Thousands of product recalls are announced every year. Auto manufacturer, Ford, recently recalled a faulty transmission component in 1.5 million vehicles. The gears could unexpectedly downshift in some of the F-150 model pickup trucks. Some Lincoln model sedans are also affected. The issue could potentially cause drivers to lose control of the vehicle while in motion. What should you do when you hear news about a vehicle recall that affects your car or truck?
The National Highway Transportation Safety Administration mandates auto manufacturers alert owners regarding any faulty device or product. Expect a written notification regarding the vehicular issue to be mailed to the home address of potentially affected owners.

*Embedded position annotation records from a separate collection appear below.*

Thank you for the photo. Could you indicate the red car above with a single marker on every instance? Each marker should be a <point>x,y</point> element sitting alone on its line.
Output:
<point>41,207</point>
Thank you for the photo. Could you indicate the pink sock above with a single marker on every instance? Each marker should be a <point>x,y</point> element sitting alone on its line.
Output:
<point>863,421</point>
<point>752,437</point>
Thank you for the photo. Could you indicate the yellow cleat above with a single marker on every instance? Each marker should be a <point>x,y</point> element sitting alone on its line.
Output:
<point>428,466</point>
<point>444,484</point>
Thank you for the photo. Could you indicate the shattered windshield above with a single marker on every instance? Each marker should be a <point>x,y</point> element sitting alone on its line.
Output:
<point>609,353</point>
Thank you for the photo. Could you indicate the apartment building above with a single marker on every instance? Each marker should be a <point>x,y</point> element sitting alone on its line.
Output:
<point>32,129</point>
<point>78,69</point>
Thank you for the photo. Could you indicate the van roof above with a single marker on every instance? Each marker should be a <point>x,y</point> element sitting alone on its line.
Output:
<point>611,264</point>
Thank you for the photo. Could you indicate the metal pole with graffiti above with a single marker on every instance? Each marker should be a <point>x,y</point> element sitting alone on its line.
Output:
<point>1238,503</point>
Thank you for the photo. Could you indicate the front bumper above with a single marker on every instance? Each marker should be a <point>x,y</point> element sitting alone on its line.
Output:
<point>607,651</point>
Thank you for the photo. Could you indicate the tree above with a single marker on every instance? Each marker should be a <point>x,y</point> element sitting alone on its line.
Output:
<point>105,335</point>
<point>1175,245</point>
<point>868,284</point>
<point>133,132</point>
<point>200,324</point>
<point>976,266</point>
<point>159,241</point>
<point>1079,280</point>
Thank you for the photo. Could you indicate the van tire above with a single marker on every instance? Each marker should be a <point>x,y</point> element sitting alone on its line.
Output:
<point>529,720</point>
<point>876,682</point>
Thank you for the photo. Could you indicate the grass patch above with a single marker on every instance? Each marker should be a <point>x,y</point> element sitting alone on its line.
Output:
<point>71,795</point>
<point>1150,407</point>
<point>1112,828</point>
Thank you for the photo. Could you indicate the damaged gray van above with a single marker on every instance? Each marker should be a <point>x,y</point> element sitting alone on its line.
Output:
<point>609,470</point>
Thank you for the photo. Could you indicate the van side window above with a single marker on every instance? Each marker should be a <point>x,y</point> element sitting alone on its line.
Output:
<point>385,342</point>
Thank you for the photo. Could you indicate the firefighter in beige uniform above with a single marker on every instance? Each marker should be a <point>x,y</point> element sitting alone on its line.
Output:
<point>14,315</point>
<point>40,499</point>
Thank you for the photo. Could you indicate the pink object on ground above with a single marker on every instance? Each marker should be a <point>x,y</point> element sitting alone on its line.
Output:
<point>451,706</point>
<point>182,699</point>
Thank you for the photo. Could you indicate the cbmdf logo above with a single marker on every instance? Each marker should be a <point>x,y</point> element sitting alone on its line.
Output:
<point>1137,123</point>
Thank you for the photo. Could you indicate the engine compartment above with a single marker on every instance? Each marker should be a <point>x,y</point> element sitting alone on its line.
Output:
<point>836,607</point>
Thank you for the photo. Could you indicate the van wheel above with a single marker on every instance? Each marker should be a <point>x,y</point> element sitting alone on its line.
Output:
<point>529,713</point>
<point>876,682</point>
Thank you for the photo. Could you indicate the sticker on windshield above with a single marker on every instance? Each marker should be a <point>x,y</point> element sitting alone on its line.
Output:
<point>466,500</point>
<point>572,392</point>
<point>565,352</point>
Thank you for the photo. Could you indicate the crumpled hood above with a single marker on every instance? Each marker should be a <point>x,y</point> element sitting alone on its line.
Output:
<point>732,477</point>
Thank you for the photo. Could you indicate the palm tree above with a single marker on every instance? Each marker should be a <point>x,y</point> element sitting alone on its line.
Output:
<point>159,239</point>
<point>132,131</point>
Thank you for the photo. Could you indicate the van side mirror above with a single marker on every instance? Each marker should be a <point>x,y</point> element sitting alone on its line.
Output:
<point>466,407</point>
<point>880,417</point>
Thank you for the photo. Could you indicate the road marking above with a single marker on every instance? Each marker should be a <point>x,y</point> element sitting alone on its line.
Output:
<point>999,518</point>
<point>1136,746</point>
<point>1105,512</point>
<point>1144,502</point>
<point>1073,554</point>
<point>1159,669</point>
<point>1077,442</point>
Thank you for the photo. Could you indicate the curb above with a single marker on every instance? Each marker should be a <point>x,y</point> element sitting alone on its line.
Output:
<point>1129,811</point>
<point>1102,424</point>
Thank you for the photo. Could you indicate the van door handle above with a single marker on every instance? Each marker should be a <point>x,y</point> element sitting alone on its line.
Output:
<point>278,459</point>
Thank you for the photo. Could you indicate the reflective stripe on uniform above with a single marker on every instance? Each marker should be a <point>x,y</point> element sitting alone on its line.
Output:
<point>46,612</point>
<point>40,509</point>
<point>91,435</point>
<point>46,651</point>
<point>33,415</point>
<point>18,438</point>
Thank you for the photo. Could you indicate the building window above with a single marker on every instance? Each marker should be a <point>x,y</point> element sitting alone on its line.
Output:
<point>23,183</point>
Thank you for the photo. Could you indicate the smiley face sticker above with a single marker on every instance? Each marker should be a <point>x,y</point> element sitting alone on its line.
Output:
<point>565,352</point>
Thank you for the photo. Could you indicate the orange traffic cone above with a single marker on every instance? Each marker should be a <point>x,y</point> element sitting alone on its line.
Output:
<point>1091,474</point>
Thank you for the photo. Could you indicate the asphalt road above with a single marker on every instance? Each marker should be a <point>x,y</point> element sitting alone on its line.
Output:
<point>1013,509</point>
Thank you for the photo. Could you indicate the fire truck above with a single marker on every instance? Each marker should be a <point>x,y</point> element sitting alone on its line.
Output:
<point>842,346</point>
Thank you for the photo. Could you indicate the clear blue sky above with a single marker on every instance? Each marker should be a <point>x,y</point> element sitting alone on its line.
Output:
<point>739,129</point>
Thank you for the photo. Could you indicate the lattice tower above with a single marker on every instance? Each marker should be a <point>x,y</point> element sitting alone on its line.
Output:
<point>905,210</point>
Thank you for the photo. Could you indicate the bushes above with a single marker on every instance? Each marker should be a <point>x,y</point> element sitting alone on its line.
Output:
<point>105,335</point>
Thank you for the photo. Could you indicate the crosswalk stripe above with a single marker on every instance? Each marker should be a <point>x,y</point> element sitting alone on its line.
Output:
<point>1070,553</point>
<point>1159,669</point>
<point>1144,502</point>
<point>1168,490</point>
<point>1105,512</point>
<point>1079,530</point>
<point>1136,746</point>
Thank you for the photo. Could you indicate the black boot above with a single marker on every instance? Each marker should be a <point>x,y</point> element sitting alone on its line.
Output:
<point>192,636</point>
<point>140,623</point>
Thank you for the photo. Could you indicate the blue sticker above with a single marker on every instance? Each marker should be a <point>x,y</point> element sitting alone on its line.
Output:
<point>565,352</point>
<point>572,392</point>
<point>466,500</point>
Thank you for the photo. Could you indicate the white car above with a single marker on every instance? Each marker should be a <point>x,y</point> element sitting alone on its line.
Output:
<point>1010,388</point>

Here are a few things to remember:
- If it’s less than 10, the repair is free. Free repairs only apply if the vehicle was initially purchased new. Ten years is the maximum time frame for vehicle recalls. For example, if a recall is announced in 2018, affected vehicle models will have manufacturer dates between 2009 and 2018.
- READ the fine print. All repairs must be completed within a specific amount of time. Don’t assume you have an unlimited amount of time to get those faulty devices repaired or replaced.
- Keep all repair related paperwork! If a manufacturer and the NHTSA disagree about a potential vehicle recall, the manufacturer can petition the discrepancy for court resolution. This process could take several months. Any repairs made during a legal appeal is the owner’s responsibility; however, the auto manufacturer may reimburse those out-of-pocket expenses if the court rules in favor of the NHTSA.
- Wait patiently. If the manufacturer has identified a problem for a recall but has not found a solution yet, all the owner can do is wait until a safe fix has been identified.
Use the NHTSA’s search tool to see if any possible safety recalls exist on your vehicle. Simply enter the vehicle identification number (VIN#) and check out the search results.